Son chant traversait la tempête. Il parvenait aux oreilles des pauvres marins perdus, clair comme de l'eau de roche. Il était leur repère dans la nuit salée et mouvementée.
Leur bateau tanguait de tous les côtés, manquant de se crever sur les pics rocheux qui entouraient l'île tant espérée, tant recherchée.
Des mois qu'ils étaient dessus. On disait qu'elle renfermait un trésor unique et rare mais que c'était à ses risques et périls. Ils ont risqué... Ils vont périr.
C'est une histoire classique qui servira à avertir les téméraires fous qui souhaiteraient tenter l'aventure eux aussi.
Le récit de la mort ces marins n'est pas importante. C'est celui de la voix dans la tempête qui nous importe ici.
Les vagues s'écrasaient violemment sur les falaises. La nuit noire était brumeuse. Et cette voix entêtante qui semblait séduire les Dieux eux-mêmes mais qui pourtant, n'était réservée qu'aux hères qui étaient entrain de se débattre avec les éléments pour tenter de la rejoindre.
Lorsqu'ils eurent fini de tous couler, la voix s'arrêta. Si le vent ne soufflait pas si fort, si l'eau ne grondait pas comme un millier de loups enragés peut-être nous aurions pu entendre un clapotis particulier. Celui de quelque chose qui plonge dans l'eau par exemple.
Et si la nuit n'était pas aussi sombre et brumeuse, nous aurions pu voir une forme oblongue se glisser dans l'océan.
Peut-être que nous aurions vu ses longs cheveux cuivrés tressés étroitement ruisseler sur ses épaules et dans son dos.
Peut-être aurions-nous pu apprécier son regard au vert émeraude saisissant et le contraste époustouflant qu'il offrait avec la couleur de sa peau porcelaine.
Peut-être que nous aurions voulu embrasser ses lèvres rouges et pulpeuses qui ressemblaient à une fleur sous-marine d'une espèce rare et inconnue.
Peut-être que nos yeux auraient dérivé sur sa généreuse poitrine nue aux tétons roses avant de tomber sur sa queue de poisson.
Notre esprit en serait resté figé pendant un temps immensément long. Puis notre regard aurait analysé la couleur argentée qui prenait toute la place dans notre esprit avide de richesses, pensant un court instant que c'était de l'argent pur.
Sa nageoire immense et fine se serait redressée pour nous permettre d'admirer la finesse et la beauté sans nom du voile étoilé qui lui servait de gouvernail.
Mais la nuit étant ce qu'elle était, la tempête faisant rage, nous ne verrons rien. A part des vêtements déchirés et ensanglantés remontant à la surface.
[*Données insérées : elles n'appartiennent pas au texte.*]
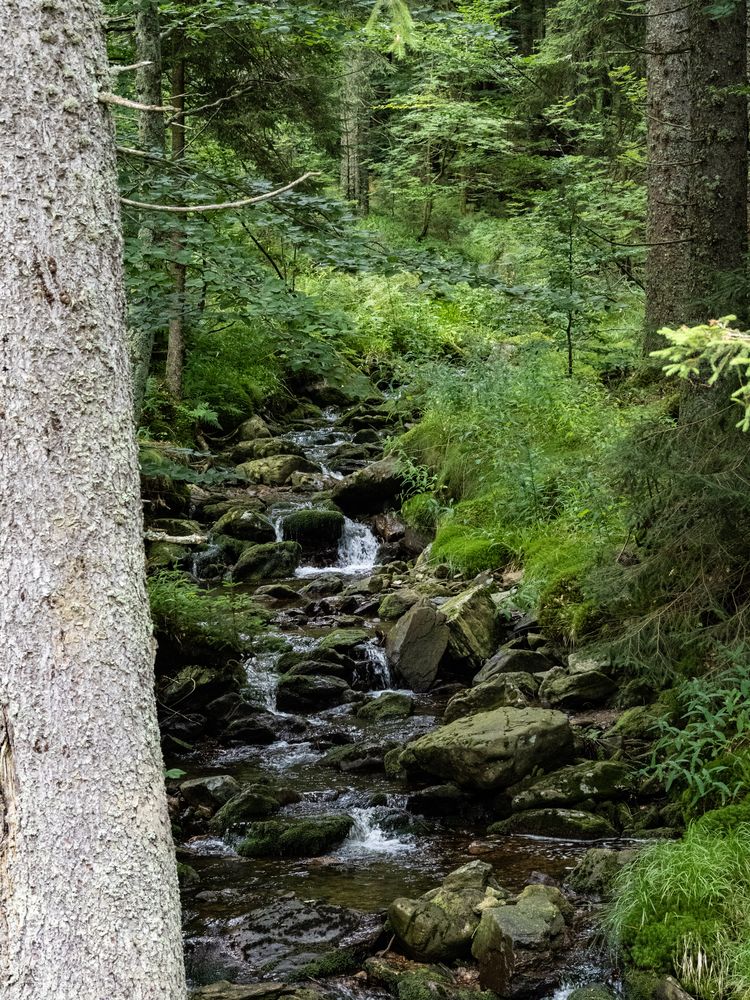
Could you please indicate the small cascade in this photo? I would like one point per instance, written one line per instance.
(368, 837)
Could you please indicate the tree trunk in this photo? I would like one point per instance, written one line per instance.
(176, 342)
(718, 203)
(670, 155)
(89, 907)
(152, 136)
(355, 178)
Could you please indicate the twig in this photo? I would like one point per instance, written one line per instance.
(123, 102)
(225, 205)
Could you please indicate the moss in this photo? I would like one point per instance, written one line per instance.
(295, 838)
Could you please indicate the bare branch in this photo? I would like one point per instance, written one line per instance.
(256, 200)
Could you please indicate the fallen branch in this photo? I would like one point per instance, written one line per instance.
(256, 200)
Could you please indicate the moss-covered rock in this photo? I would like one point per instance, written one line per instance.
(298, 837)
(246, 525)
(566, 824)
(491, 750)
(270, 561)
(504, 691)
(315, 530)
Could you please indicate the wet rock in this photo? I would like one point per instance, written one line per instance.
(315, 530)
(300, 693)
(472, 620)
(298, 837)
(246, 525)
(561, 689)
(370, 490)
(491, 750)
(252, 429)
(439, 925)
(272, 561)
(509, 661)
(572, 824)
(600, 781)
(396, 604)
(212, 791)
(598, 868)
(274, 471)
(504, 691)
(387, 706)
(416, 645)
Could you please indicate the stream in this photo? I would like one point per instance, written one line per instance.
(248, 920)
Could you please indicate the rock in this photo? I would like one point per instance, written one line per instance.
(561, 689)
(600, 781)
(271, 561)
(387, 706)
(491, 750)
(300, 693)
(274, 471)
(397, 603)
(212, 791)
(254, 802)
(439, 925)
(565, 824)
(315, 530)
(472, 626)
(245, 525)
(299, 837)
(510, 661)
(252, 429)
(503, 691)
(416, 646)
(370, 490)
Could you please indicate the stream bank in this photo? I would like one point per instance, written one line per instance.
(398, 743)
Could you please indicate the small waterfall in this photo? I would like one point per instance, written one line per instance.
(368, 837)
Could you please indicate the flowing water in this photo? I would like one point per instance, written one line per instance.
(246, 916)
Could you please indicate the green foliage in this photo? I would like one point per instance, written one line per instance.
(224, 620)
(684, 907)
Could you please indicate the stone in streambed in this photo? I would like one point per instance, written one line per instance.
(246, 525)
(416, 646)
(565, 824)
(272, 561)
(491, 750)
(302, 692)
(308, 836)
(504, 691)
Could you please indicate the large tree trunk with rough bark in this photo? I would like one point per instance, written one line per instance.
(152, 137)
(718, 203)
(89, 908)
(670, 158)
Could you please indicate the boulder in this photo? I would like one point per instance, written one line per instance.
(211, 792)
(297, 837)
(472, 620)
(561, 689)
(370, 490)
(416, 645)
(600, 781)
(503, 691)
(252, 429)
(439, 925)
(510, 661)
(303, 692)
(271, 561)
(565, 824)
(274, 471)
(491, 750)
(245, 525)
(315, 530)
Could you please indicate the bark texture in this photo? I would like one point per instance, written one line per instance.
(88, 894)
(670, 160)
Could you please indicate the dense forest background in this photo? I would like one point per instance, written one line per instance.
(504, 206)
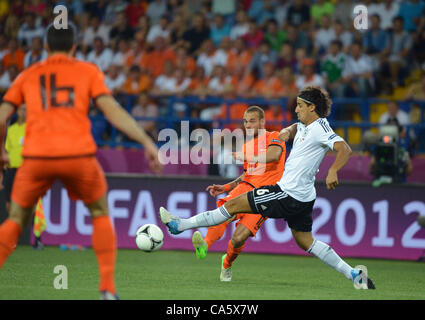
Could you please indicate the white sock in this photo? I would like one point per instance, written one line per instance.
(330, 257)
(205, 219)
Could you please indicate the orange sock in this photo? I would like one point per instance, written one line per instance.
(232, 254)
(9, 235)
(215, 233)
(104, 245)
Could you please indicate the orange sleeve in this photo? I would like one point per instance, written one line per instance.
(273, 139)
(14, 94)
(98, 86)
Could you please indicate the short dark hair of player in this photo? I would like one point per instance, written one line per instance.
(60, 39)
(257, 109)
(319, 97)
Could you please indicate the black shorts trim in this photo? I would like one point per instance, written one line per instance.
(273, 202)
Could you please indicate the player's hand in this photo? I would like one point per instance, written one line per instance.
(151, 154)
(284, 134)
(332, 180)
(239, 156)
(215, 189)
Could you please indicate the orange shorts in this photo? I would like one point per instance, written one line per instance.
(82, 177)
(251, 221)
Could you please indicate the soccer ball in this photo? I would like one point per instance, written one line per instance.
(149, 237)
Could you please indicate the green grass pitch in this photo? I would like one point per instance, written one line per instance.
(169, 275)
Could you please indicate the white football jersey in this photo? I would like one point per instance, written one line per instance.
(309, 148)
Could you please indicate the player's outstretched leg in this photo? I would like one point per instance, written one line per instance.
(105, 248)
(324, 252)
(214, 217)
(11, 229)
(200, 245)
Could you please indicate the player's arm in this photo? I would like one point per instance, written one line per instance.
(343, 153)
(272, 155)
(6, 111)
(288, 132)
(123, 121)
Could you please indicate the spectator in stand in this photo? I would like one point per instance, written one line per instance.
(412, 12)
(165, 82)
(8, 77)
(286, 57)
(308, 75)
(238, 55)
(11, 27)
(332, 66)
(121, 29)
(400, 44)
(300, 55)
(241, 27)
(100, 55)
(112, 9)
(358, 74)
(289, 88)
(134, 10)
(156, 9)
(219, 79)
(29, 30)
(266, 14)
(319, 9)
(254, 36)
(343, 35)
(263, 55)
(3, 45)
(137, 56)
(4, 79)
(299, 15)
(114, 79)
(387, 11)
(199, 83)
(146, 108)
(157, 57)
(219, 29)
(376, 42)
(298, 38)
(197, 34)
(96, 29)
(177, 27)
(269, 86)
(36, 54)
(233, 111)
(142, 29)
(274, 36)
(323, 37)
(122, 54)
(15, 56)
(242, 81)
(210, 57)
(184, 61)
(275, 116)
(159, 30)
(138, 81)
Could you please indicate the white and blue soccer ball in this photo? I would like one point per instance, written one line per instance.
(149, 238)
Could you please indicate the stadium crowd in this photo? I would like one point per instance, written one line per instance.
(150, 50)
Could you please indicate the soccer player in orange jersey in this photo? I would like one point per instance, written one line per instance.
(257, 175)
(59, 145)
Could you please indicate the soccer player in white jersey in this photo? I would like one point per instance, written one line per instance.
(292, 198)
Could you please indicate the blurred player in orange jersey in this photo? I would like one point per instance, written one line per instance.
(59, 145)
(263, 143)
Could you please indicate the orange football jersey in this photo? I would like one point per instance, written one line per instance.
(57, 95)
(262, 174)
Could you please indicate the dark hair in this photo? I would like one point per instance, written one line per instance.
(319, 97)
(60, 39)
(257, 109)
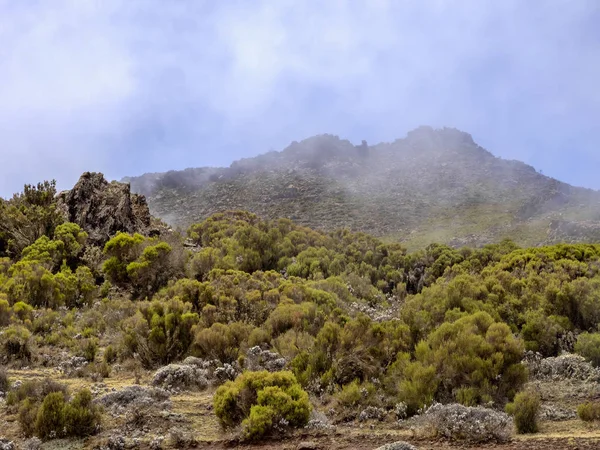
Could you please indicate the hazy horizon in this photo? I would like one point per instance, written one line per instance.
(130, 87)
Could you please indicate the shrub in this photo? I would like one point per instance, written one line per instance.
(260, 401)
(222, 342)
(350, 395)
(472, 424)
(53, 416)
(588, 346)
(160, 332)
(473, 359)
(15, 342)
(89, 348)
(4, 381)
(110, 355)
(35, 390)
(525, 410)
(5, 311)
(589, 411)
(50, 420)
(81, 415)
(27, 416)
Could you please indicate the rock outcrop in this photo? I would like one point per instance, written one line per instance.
(102, 208)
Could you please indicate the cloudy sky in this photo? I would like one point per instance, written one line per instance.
(133, 86)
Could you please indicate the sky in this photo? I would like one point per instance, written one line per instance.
(126, 87)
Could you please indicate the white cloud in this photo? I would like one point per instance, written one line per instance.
(111, 85)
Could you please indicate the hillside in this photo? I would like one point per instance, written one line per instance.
(117, 332)
(432, 186)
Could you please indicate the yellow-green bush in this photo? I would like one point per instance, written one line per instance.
(473, 358)
(588, 346)
(15, 341)
(525, 410)
(260, 400)
(160, 332)
(222, 342)
(46, 413)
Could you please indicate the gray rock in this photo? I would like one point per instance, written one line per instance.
(181, 377)
(5, 444)
(371, 413)
(400, 445)
(135, 397)
(102, 208)
(472, 424)
(563, 367)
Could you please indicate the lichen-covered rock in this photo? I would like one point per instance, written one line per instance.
(259, 359)
(5, 444)
(372, 413)
(472, 424)
(556, 413)
(563, 367)
(102, 208)
(135, 397)
(181, 377)
(226, 373)
(32, 444)
(400, 445)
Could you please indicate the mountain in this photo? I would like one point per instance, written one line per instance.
(435, 185)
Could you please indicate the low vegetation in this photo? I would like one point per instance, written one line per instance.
(359, 325)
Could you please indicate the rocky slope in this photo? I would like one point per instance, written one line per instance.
(433, 185)
(102, 208)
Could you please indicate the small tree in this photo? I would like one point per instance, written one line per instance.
(260, 401)
(160, 332)
(525, 410)
(588, 346)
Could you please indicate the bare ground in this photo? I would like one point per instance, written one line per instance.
(192, 413)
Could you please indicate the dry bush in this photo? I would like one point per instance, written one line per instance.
(471, 424)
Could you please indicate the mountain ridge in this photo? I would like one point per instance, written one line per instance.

J'ai essayé plusieurs fois de les avertir ces pauvres diables. Je leur ai raconté l'histoire de leurs congénères avides et assoiffés de pouvoir et de richesse. Mais jamais ils n'ont voulu écouter. Personne n'a jamais voulu écouter de toute manière. On me prend pour un rabat-joie, un fou, voire même un sénile !
Pourtant c'est vers moi que l'on se tourne pour l'avoir, pour la voir cette sirène, cette muse qui habite ma taverne.
Je ne l'ai vue qu'une fois, de jour. Jamais je n'oublierais. Je devais avoir 10 ans à peine. Je revenais de la pêche, seul parce que mon père était occupé à tasser ma mère.
Elle était là, à prendre le soleil sur un rocher plat dans un endroit que moi seul connaît. Nos regards se sont croisés.
J'étais petit, je ne comprenais pas grand-chose au monde qui m'entourait. Alors je lui ai fait un signe de la main sans parler. Elle n'avait pas répondu.
Puis je lui ai souris avec mes dents de lait qui étaient tombées il y a quelques jours.Elle avait étiré ses belles lèvres pour m'imiter et j'en eu des frissons glacés.
Ce n'était pas des dents qu'elle avait, mais des centaines de pics prêts à déchirer la chair qui se présentait à elle.